Conclusie: geen non-conformiteit
3.21
Het voorgaande betekent dat de kantonrechter aan het beroep op non-conformiteit voorbijgaat en [gedaagden01] niet aansprakelijk zijn voor de gevorderde herstelkosten. Daarbij kan in het midden blijven of [eisers01] zich tijdig bij [gedaagden01] hebben beklaagd over de gestelde gebreken.
Beroep op dwaling
3.22
Aangezien het beroep op non-conformiteit niet slaagt, moet de kantonrechter nog wel beoordelen of het (meer subsidiaire) beroep van [eisers01] op dwaling alsnog leidt tot een betalingsverplichting van [gedaagden01] [eisers01] beogen met dit beroep (de gevolgen van de) koopovereenkomst zo te wijzigen dat de koopprijs wordt verminderd met de herstelkosten van de gestelde (verborgen) gebreken.
3.23
De vordering van [eisers01] kan echter ook niet op deze grond worden toegewezen.
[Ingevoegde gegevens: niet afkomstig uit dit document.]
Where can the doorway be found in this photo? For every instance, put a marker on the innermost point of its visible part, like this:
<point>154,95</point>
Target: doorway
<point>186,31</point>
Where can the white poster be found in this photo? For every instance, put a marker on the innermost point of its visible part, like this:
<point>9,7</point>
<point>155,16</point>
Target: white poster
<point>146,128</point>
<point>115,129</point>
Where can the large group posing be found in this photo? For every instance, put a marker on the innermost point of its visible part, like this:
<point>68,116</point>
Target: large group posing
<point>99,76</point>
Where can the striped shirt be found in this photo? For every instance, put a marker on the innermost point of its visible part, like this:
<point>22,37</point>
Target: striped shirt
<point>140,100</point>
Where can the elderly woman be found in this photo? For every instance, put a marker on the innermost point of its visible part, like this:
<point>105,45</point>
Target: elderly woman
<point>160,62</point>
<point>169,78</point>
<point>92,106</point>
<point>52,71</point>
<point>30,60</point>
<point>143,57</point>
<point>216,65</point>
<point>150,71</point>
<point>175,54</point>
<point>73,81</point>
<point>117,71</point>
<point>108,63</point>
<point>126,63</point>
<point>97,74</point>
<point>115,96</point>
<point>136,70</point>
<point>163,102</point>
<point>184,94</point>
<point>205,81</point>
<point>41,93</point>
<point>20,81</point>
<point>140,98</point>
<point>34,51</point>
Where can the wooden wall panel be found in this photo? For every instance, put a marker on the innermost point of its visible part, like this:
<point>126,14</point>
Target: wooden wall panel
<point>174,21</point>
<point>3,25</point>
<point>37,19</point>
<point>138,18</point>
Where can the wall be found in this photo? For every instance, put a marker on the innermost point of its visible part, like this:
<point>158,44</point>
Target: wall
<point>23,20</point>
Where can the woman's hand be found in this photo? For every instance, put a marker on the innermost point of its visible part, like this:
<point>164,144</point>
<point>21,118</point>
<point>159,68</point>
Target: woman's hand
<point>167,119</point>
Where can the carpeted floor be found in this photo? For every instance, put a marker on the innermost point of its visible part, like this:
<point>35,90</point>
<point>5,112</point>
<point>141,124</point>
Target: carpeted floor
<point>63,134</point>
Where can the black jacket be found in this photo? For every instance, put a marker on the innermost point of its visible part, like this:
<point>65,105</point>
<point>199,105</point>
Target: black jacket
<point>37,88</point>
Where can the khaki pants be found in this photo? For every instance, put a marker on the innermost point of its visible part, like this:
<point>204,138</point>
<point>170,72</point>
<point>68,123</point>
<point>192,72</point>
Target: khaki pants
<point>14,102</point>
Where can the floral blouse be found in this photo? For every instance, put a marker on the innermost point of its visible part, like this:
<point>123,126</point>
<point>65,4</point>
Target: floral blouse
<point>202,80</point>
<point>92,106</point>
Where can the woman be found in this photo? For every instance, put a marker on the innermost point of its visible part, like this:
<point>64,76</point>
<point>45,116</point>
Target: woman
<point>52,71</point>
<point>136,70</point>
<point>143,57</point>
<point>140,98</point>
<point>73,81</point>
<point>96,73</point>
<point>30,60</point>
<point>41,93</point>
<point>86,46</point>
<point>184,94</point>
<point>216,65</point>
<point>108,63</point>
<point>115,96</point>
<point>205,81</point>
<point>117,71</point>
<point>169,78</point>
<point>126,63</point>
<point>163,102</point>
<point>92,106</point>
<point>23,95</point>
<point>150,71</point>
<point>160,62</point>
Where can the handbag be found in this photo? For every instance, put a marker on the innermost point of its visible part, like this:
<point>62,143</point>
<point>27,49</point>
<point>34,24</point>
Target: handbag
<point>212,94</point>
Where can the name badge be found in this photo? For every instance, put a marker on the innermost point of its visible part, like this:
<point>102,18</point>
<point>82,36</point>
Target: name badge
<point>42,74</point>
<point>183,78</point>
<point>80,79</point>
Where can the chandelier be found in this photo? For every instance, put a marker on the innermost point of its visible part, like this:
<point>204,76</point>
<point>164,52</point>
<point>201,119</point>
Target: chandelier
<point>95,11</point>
De kantonrechter legt uit waarom.
3.24
Alleen als [eisers01] op grond van dwaling bevoegd zijn tot vernietiging van de koopovereenkomst kan de rechter – in plaats daarvan – de gevolgen van de overeenkomst wijzigen ter opheffing van geleden nadeel (art. 6:230 lid 2 BW). [eisers01] verwijten [gedaagden01] samengevat dat zij bekend waren met de gestelde gebreken en daarover onjuiste inlichtingen hebben verstrekt of informatie hebben achtergehouden. [eisers01] doen daarmee een beroep op de dwalingsgronden als bedoeld in artikel 6:228 lid 1 sub a en b BW.
3.25
Deze dwalingsgronden gaan niet op als niet vaststaat dat de gestelde gebreken tijdens het sluiten van de koopovereenkomst bestonden en [gedaagden01] daarmee op dat moment bekend waren. Een beroep op dwaling gaat ook niet op als [eisers01] ter zake hebben afgezien van onderzoek dat redelijkerwijze van hen gevergd kon worden.
3.26
Hiervoor oordeelde de kantonrechter al dat [eisers01] onvoldoende hebben onderbouwd dat het sunscreen en de douchekraan ten tijde van de eigendomsoverdracht gebrekkig waren (r.o. 3.14-3.15) en [eisers01] ten onrechte geen onderzoek hebben laten verrichten naar het zonnescherm (r.o. 3.12)). Alleen daarom kan het beroep op dwaling al niet slagen.
3.27
Los daarvan betwisten [gedaagden01] gemotiveerd dat zij ten tijde van de verkoop van de gestelde gebreken op de hoogte waren. Aangezien [eisers01] zich op dwaling beroepen, lag het op hun weg met (voldoende) concrete feiten en omstandigheden aan te kleden waarom [gedaagden01] afwisten van de gestelde gebreken. Die aankleding ontbreekt. Hun algemene opvatting dat zij het ongeloofwaardig vinden dat [gedaagden01] niet met de gestelde gebreken bekend waren, geven [eisers01] geen of te weinig feitelijke onderbouwing.
3.28
Kortom, de kantonrechter gaat ook aan het beroep op dwaling voorbij.
Conclusie
3.29
De kantonrechter concludeert dat [gedaagden01] linksom of rechtsom geen herstelkosten aan [eisers01] hoeven te betalen. Dat betekent ook dat [eisers01] geen recht hebben op vergoeding van buitengerechtelijke kosten.
Proceskosten
3.3
Omdat de kantonrechter [eisers01] ongelijk geeft, moeten zij de proceskosten van [gedaagden01] vergoeden. Omdat [gedaagden01] in persoon procederen, stelt de kantonrechter de proceskosten tot aan dit vonnis vast op €50,- aan reis-, verblijf- en verletkosten (art. 238 lid 1 Rv)

4.De beslissing

De kantonrechter,
4.1
wijst de vorderingen van [eisers01] af;
4.2
veroordeelt [eisers01] in de proceskosten van [gedaagden01] , tot aan dit vonnis vastgesteld op €50,-.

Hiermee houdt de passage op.